Python tool for analyzing geospatial data in cities.
This repo consists of three components that can be run separately or together:
- https server and UI that allow running the whole analysis process automatically and browsing the result maps from the comfort of your favorite web browser
- import scripts that import a variety of open geospatial datasets for your favorite city
- notebook or export script that
It is recommended to use the UI, if you want to just get a fancy map, but you may run the scripts and notebook manually if you want more control in what is included in your analysis.
- Docker
- Docker-compose
OR
- Python >= 3.8
- Osm2pgsql
- PostGIS accepting connections at localhost:5432
If you wish to run the UI to run analyses with a few clicks, you may start the database and development server locally by typing
docker-compose up dev
Set up the needed username and password as in configuration.

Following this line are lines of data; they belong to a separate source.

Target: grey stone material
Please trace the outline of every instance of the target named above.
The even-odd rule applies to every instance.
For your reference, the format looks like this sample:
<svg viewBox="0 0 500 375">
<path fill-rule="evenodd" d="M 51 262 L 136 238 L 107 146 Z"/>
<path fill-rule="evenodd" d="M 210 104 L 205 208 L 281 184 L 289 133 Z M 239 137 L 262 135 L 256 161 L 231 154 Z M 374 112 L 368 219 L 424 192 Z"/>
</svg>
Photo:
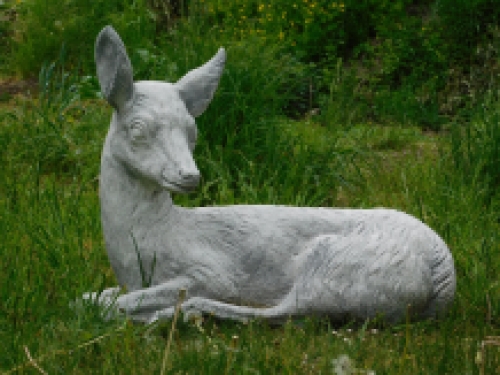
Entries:
<svg viewBox="0 0 500 375">
<path fill-rule="evenodd" d="M 305 315 L 332 320 L 441 316 L 455 294 L 452 255 L 420 220 L 391 209 L 270 205 L 183 208 L 193 191 L 195 117 L 224 69 L 223 48 L 176 83 L 133 81 L 123 42 L 107 26 L 95 45 L 104 98 L 114 108 L 101 159 L 102 225 L 111 266 L 126 293 L 114 303 L 132 319 L 174 313 L 246 321 Z"/>
</svg>

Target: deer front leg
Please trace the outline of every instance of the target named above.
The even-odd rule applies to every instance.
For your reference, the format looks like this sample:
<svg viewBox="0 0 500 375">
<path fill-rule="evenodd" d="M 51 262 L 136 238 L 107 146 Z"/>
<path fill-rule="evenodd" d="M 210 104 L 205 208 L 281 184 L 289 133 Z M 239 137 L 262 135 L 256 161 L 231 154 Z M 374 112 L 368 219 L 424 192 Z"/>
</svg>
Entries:
<svg viewBox="0 0 500 375">
<path fill-rule="evenodd" d="M 105 289 L 100 294 L 85 293 L 83 299 L 100 305 L 106 319 L 125 313 L 132 320 L 146 322 L 155 312 L 175 306 L 179 290 L 190 290 L 193 285 L 192 279 L 183 276 L 122 295 L 119 287 Z"/>
</svg>

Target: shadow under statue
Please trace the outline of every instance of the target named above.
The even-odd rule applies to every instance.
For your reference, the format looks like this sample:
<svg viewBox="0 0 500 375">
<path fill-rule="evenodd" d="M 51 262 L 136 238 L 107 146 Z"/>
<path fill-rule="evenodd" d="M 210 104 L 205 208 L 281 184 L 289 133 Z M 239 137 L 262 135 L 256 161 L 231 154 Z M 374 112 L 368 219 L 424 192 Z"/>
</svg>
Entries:
<svg viewBox="0 0 500 375">
<path fill-rule="evenodd" d="M 194 118 L 210 103 L 225 60 L 221 48 L 174 84 L 134 83 L 118 34 L 110 26 L 99 33 L 97 75 L 114 108 L 101 160 L 102 225 L 126 293 L 110 288 L 84 298 L 141 322 L 172 317 L 182 289 L 185 314 L 238 321 L 382 315 L 398 322 L 409 305 L 416 318 L 441 316 L 455 294 L 453 258 L 405 213 L 173 204 L 171 191 L 193 191 L 200 180 Z"/>
</svg>

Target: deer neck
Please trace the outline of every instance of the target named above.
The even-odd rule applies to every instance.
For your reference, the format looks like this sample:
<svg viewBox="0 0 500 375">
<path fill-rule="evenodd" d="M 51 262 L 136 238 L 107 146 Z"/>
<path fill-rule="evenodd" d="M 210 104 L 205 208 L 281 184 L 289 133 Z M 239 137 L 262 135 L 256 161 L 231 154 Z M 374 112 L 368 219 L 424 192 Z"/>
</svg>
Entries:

If you wish to run the analysis notebook manually, you will get the database and notebook up by typing
docker-compose up notebook
The https production server can be started by
cp server/flask.subdomain.conf server/swag/nginx/proxy-confs/
docker-compose up serve
Do note that the server requires a domain you must register to get a https certificate. Look at configuration for details.
If you're not running docker, we recommend creating your own conda env, pyenv, or pyenv which contains conda wheels. The last option should make installing all dependencies easier:
pyenv install miniconda3-latest
pyenv local miniconda3-latest
pip install -r requirements.txt
You also need to have PostGIS running. To run the Flask dev server and UI locally, after installing the basic requirements,
cd server
pip install -r requirements-serve.txt
flask run
Or, if you want to use the notebook instead of the UI, start the notebook server by
jupyter notebook
Configuration is by the .env
file or environment variables. You may copy
.env.example to a file called .env
and fill in your secrets.
To use the UI, set the username and password that allows access to the UI by setting
the desired username and password hash in .env
file or the corresponding environment variable.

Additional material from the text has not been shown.